Authorship, A Creative Journey

I have been thinking and it dawned on my that I have never formally introduced myself.

Hello. My name is JoAnn Arnold from sunny Santa Clara, Utah and I have five published books. They are: "Miracles for Michael," "Journey of the Promise," "Pages From the Past," "the Silent Patriot," and "Prince Etcheon and the Secret of the Ancient." I love to write, I love to paint and I love to work on my Family History.

Now to my post. I was a speaker at a writer's conference in Arizona some months ago, and today I would like to share with you some of the thoughts of my presentation.

I asked myself, "Wouldn't it be nice if writing was as simple as eating a chocolate bar or getting out of bed one morning and saying to your children, "Children, today I'm going to write a book so you will need to play quietly and fix your own lunch."

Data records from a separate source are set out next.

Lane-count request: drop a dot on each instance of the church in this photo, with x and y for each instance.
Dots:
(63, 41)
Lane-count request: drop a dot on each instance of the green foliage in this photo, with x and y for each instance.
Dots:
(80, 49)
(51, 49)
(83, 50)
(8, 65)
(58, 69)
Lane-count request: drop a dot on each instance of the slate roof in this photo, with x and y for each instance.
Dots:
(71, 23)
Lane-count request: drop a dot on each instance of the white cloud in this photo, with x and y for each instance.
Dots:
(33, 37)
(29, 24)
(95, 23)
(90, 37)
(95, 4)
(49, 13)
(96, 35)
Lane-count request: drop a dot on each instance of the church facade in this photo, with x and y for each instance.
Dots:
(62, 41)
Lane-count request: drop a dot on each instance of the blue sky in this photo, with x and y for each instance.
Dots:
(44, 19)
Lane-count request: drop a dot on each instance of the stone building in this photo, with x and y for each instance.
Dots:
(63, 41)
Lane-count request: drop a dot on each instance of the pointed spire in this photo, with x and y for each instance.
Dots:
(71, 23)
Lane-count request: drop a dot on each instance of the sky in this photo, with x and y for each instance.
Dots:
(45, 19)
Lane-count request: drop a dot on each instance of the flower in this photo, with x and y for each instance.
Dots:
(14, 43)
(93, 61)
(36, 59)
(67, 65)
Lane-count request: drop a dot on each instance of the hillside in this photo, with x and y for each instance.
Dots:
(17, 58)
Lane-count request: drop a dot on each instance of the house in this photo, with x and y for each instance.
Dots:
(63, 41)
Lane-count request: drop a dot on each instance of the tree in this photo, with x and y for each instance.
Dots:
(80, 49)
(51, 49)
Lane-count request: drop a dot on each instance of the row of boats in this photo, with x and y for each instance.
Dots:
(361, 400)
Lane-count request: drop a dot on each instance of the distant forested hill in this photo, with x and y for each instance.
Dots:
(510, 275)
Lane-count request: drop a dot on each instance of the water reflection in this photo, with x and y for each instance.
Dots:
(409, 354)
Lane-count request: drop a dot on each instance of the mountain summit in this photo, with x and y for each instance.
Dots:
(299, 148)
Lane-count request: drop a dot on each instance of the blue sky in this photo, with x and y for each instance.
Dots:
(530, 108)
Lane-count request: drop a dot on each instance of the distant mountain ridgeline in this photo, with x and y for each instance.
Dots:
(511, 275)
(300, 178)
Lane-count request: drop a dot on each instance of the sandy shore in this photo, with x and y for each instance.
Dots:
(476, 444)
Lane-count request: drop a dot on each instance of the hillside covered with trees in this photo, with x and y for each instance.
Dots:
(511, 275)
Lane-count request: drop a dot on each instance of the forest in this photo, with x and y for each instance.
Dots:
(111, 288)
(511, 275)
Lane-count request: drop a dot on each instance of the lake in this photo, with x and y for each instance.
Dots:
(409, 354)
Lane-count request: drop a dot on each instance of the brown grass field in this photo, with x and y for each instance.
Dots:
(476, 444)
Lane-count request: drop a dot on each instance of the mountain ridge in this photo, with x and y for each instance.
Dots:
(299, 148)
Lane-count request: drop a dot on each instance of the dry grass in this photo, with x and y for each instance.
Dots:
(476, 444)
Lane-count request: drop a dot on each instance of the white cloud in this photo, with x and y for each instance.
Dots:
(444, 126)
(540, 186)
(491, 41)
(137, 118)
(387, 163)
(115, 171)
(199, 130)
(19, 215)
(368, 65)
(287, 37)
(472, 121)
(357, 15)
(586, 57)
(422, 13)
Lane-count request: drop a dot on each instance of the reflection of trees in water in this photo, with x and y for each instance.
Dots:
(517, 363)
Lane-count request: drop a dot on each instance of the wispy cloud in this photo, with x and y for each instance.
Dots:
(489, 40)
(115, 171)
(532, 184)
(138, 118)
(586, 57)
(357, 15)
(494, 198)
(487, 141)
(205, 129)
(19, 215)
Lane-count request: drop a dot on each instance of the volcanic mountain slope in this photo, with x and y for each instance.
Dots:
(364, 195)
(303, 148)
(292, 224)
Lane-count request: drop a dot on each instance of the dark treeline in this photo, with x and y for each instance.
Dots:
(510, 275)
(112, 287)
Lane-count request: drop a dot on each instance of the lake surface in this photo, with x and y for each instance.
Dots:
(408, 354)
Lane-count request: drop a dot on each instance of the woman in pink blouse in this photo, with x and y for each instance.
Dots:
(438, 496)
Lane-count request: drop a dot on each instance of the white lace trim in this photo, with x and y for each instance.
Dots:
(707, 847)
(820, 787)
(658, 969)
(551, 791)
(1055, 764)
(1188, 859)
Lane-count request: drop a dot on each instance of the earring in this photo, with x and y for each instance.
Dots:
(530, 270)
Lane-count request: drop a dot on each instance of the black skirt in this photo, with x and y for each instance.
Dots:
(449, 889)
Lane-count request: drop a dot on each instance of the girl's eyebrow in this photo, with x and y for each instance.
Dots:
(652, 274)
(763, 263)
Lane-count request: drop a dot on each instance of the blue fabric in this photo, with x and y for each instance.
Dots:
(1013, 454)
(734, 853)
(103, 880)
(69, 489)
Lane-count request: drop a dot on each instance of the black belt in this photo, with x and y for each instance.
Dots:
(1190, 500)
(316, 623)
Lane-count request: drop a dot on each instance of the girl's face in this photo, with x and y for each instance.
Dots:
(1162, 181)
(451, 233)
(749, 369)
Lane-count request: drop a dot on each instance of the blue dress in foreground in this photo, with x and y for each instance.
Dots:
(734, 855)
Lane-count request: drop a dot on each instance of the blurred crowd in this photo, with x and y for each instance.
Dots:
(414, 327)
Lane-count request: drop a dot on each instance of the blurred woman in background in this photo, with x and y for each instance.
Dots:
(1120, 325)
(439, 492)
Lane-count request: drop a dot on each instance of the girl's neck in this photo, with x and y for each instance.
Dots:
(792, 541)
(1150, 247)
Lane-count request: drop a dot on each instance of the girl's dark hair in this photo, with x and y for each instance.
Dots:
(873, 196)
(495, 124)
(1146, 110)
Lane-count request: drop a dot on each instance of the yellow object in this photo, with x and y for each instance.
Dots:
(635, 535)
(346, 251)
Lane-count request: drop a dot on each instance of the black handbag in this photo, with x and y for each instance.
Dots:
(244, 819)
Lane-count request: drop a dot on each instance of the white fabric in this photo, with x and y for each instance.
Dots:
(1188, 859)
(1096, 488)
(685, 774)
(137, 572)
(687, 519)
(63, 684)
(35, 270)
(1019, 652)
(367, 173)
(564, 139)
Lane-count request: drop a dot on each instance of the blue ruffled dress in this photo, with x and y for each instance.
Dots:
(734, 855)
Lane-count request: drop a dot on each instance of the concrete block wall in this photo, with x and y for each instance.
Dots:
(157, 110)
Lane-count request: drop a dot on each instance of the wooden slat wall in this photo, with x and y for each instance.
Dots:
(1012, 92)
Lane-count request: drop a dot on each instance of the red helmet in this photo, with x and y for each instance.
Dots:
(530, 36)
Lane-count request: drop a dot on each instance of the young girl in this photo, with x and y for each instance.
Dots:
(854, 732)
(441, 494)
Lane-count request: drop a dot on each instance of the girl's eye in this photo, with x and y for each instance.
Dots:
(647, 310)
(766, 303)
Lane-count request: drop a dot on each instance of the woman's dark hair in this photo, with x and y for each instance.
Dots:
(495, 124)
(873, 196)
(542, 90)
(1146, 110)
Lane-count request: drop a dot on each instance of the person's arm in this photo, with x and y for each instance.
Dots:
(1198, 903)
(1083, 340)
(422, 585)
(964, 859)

Then I asked myself some deeper questions, "How many of us would actually become authors if it were that simple? Would we write if there was no stretch or challenge? Isn't it the challenge that activates and stimulates our curiosity - our creativity - our imagination? aren't we a creative, curious, imaginative group?

In 1963, Alfred Kazin made the statement: "A writer writes to teach himself, to understand himself to satisfy himself. the publishing of his ideas, though it brings gratification, is curiously anti-climatic.

Who would think that having a book published could possibly be anti-climatic? But then, is it not the journey traveled as the story begins to unfold in the mind, and in the imagination, that brings true satisfaction?

We have all been asked, at one time or the other, what the recipe is to becoming a published author. So I did some research and this is what I discovered:

As Writers we learn to think for ourselves. We are honest in our writing. We have taught ourselves to read as a writer. We inspire ourselves to embrace the vision of being a creator and learn the skills we need to write compelling works. we have learned the importance of revision. We read, write, and we never, never give up. We think to get ideas. And if the ideas don't come, we think harder.

The author, Ayn Rand said, "the solution is alway to think over every aspect of the scene and every connection to anything relevant to the rest of the book. Think until you almost go to pieces; think until you are blank with exhaustion. Then, the next day, think again - until finally, one morning, you have the solution.

Rumer has it that creative people rely on effortless inspiration or spontaneity. Not true!!! It's persistence they rely on. Albert Einstein said, "I think and think for months and years. Ninety-nine times I'm wrong. the hundreth time, I'm right."

That's enough for today. Thank you for reading my post.

4 comments:

Christine Thackeray said...

It is work to write! Thank you for the inspiration to keep going.

Patti said...

Sometimes I wish it were that simple. Kids be quiet, I'm writing a novel.

Great quotes and truly inspirational.

kersten campbell said...

JoAnn,
This is so true!

Jolynn said...

Thanks for the advice. I love this blog & contests!